Games I beat in 2015: #9 -
Wario Land 3
The four Gameboy Wario Land games are weird and 3 may be the weirdest. It's the last one I played of the set and while I can see how they went from 2 to 4, I like both of those games more. Late 90s electronics have a strange feeling with their small LCD screens and custom, generally awful, user interfaces and Wario Land 3's save screen reminds me of that. A small box pops up and says "Now Saving" in a font that screams tiny LCD with an equally small progress bar that is also yelling.
Seeing a save screen in a Gameboy Color game isn't where the weirdness ends. Although WL3 offers a familiar SMB3 world map, the similarities end there[footnote]Well, also excluding the basic jumping and such.[/footnote] as each stage can is playable during day or night and changes based on what other stages have been cleared. Or rather, what part of other stages have been cleared. As each treasure is collected, Wario can either do something new or has altered the world so that he can get more of the treasure.
The starting spot offers hints on where is best to go next, however having to trek back there is a pain, despite there being no penalties for moving around on the world map. Other than your life slipping between your mortal fingers. I didn't feel bad keeping a guide open to know where to go next.
Because the doing was the main struggle of this game.
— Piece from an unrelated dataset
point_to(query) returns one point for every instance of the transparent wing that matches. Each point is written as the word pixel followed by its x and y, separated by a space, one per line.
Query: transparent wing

Wario's interactions with the enemies and environments in order to change himself and get past the obstacles. It felt a bit slow overall. "Losing" to a boss did not result in a Game Over or the loss of a "life", but instead sent Wario back to a previous part of the stage and he must make his way back to fight the boss again. This feels slow, even though dying and being warped back a bit in most games might balance things out, time-wise. But there is no "break" in the mind by being sent back in this way and it ends up feeling like more of a punishment than a normal video game "death".
This all said, it offered a lot of interesting puzzles and ways to interact with the world. Had there been an easier way to get clues as to where to go next, or perhaps even in-stage hints on where to go, I might have cleared the game sooner and felt a bit more satisfied than I did.